You should also tell your healthcare provider about all other medications you are taking, including prescription and nonprescription medicines, vitamins, and herbal supplements.
 

Specific Bedaquiline Precautions and Warnings

Some warnings and precautions to be aware of prior to taking this drug include the following:
 
  • In one clinical study, people given bedaquiline were more likely to die than people given a placebo (a "sugar pill" with no active ingredient). Researchers do not know why bedaquiline increased the risk for death. However, because of this risk, the medication should only be used in people who do not have other treatment options.
 
  • This medication may cause a serious heart rhythm problem known as QT prolongation. You may have a higher risk for this complication if you have certain other medical problems, such as hypothyroidism or congenital long QT syndrome, or if you take other medicines that may cause QT prolongation (see Drug Interactions With Bedaquiline).

    Your healthcare provider will monitor your heart rhythm with an electrocardiogram (ECG) before treatment and at least 2, 12, and 24 weeks after treatment begins. Because low blood levels of calcium, magnesium, or potassium can also increase the risk for QT prolongation, your healthcare provider will do blood tests to check your levels of these electrolytes before starting treatment.
 
  • Bedaquiline may cause liver damage. Your healthcare provider will monitor your liver function with a blood test before treatment begins and at least monthly during treatment. Let your healthcare provider know if you experience signs of liver problems, such as:
    • Fatigue or excessive tiredness
    • Loss of appetite
    • Nausea and vomiting
    • Upper-right abdominal (stomach) pain
    • Dark urine
    • Yellowing of the skin or whites of the eyes (jaundice).
 
  • Drinking alcohol during treatment can increase your risk for liver damage. Do not drink alcohol while you are taking this drug.
 
  • There is very little information available on the use of this medication in people who also have HIV. If you have HIV, your healthcare provider will determine whether this is the best medication to treat your tuberculosis
 
  • It is recommended that this medication be given by directly observed therapy (DOT), which means you will need to take your dose in front of a trained healthcare provider or other person. DOT helps ensure tuberculosis medications are taken as prescribed.

    This is important because missing doses or failing to complete the entire course of treatment may increase the chance that your tuberculosis is not adequately treated and that you spread the infection to others. It may also increase the likelihood that the bacteria will become resistant to bedaquiline or other tuberculosis medications in the future. 
 
  • This medication should be used with caution in people with severe liver disease.
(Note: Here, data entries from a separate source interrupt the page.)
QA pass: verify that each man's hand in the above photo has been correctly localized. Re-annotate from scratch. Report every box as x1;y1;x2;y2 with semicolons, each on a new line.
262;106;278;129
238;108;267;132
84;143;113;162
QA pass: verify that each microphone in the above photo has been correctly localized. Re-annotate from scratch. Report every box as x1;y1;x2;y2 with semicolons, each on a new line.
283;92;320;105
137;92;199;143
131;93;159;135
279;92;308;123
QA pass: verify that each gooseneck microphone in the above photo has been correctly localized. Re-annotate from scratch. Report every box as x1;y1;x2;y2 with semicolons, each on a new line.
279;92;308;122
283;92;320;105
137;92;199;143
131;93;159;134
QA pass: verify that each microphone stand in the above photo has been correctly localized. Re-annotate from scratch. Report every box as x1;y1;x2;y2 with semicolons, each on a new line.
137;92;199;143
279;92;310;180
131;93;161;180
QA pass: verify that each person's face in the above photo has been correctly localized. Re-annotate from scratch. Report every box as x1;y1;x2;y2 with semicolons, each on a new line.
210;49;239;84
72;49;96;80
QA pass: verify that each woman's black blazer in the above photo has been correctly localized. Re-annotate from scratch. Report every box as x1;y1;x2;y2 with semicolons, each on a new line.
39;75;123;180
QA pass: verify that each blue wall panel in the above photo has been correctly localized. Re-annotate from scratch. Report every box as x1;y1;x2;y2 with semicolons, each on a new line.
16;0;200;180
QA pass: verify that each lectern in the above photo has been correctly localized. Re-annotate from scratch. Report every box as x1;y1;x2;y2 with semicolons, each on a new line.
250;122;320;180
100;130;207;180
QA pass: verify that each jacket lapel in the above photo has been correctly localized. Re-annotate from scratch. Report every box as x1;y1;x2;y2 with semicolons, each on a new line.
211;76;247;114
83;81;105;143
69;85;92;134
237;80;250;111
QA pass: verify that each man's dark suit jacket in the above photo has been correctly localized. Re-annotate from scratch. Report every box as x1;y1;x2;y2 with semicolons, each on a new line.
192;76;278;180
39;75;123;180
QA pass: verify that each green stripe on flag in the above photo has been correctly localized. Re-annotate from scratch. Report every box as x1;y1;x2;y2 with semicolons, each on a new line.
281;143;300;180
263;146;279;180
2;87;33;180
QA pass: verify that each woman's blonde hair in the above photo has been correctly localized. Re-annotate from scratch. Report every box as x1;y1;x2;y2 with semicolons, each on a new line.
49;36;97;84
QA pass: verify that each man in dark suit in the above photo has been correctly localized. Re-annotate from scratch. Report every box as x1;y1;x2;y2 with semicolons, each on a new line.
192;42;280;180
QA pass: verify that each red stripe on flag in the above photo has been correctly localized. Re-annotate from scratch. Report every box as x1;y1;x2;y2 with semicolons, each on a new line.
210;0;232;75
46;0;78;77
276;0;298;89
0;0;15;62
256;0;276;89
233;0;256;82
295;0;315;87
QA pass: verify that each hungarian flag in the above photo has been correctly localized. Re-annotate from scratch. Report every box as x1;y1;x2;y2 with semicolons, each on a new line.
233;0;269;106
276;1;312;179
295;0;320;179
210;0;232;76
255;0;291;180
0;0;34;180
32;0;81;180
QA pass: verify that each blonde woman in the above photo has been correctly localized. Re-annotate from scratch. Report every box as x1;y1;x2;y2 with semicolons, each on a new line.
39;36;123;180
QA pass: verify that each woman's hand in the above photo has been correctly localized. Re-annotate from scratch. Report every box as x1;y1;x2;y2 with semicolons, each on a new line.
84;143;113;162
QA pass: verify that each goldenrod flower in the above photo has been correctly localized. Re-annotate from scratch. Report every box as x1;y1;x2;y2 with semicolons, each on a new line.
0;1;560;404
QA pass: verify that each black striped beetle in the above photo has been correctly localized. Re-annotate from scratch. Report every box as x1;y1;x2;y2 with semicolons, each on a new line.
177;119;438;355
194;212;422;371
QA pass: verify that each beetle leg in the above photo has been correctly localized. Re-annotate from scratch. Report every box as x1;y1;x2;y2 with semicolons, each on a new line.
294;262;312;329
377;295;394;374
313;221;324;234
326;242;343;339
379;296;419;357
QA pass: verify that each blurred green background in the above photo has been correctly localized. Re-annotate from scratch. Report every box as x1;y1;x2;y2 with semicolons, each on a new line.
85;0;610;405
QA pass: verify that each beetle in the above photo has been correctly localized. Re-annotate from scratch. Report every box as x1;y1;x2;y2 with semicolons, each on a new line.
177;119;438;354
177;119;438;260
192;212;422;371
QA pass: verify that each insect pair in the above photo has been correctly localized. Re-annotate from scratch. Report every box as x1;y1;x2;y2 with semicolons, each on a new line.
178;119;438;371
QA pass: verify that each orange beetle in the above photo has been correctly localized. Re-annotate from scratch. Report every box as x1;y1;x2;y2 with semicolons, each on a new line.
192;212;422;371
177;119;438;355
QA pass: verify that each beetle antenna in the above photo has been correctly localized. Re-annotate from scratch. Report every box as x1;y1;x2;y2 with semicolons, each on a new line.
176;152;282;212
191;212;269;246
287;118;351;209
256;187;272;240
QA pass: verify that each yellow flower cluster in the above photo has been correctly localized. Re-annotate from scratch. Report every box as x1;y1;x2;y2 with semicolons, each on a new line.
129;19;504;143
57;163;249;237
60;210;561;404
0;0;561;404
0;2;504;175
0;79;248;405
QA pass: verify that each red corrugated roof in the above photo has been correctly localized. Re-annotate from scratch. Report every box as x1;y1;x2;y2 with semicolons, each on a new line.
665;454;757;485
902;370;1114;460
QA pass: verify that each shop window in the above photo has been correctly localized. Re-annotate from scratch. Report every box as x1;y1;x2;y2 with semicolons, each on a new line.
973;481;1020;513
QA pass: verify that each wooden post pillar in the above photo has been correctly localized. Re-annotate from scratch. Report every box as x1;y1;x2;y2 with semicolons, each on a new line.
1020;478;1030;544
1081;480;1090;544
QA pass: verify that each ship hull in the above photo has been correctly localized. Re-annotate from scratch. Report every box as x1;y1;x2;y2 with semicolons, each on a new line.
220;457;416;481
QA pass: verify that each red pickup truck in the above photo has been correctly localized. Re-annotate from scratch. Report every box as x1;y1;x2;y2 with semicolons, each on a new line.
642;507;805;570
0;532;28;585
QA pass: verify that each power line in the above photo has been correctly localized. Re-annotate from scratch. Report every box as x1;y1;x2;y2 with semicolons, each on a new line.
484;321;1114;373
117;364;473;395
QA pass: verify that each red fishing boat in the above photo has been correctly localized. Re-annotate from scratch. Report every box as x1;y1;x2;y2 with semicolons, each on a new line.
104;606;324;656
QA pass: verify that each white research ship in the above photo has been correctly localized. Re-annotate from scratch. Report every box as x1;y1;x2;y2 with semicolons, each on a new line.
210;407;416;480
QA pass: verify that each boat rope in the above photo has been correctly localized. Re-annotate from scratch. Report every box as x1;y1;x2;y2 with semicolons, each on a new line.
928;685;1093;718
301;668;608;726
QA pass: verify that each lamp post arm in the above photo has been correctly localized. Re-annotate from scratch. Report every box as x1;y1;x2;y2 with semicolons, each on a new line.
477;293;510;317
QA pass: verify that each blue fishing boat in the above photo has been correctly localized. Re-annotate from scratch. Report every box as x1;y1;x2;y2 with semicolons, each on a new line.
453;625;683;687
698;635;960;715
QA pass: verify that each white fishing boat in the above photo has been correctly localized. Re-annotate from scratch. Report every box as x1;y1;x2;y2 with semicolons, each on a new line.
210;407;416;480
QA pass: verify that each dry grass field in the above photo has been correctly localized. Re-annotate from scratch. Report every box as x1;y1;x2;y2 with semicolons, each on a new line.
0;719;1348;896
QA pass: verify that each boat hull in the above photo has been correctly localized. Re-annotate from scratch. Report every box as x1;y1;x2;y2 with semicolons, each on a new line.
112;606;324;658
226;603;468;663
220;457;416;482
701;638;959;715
It should also be used with caution in people with severe kidney disease or people on dialysis.
   
  • Bedaquiline is a pregnancy Category B medication, which means it is likely safe for use in women who are pregnant (see Sirturo and Pregnancy).
 
  • It is unknown if bedaquiline passes through breast milk in humans. Therefore, if you are breastfeeding or plan to start, discuss this with your healthcare provider prior to taking the drug (see Sirturo and Breastfeeding).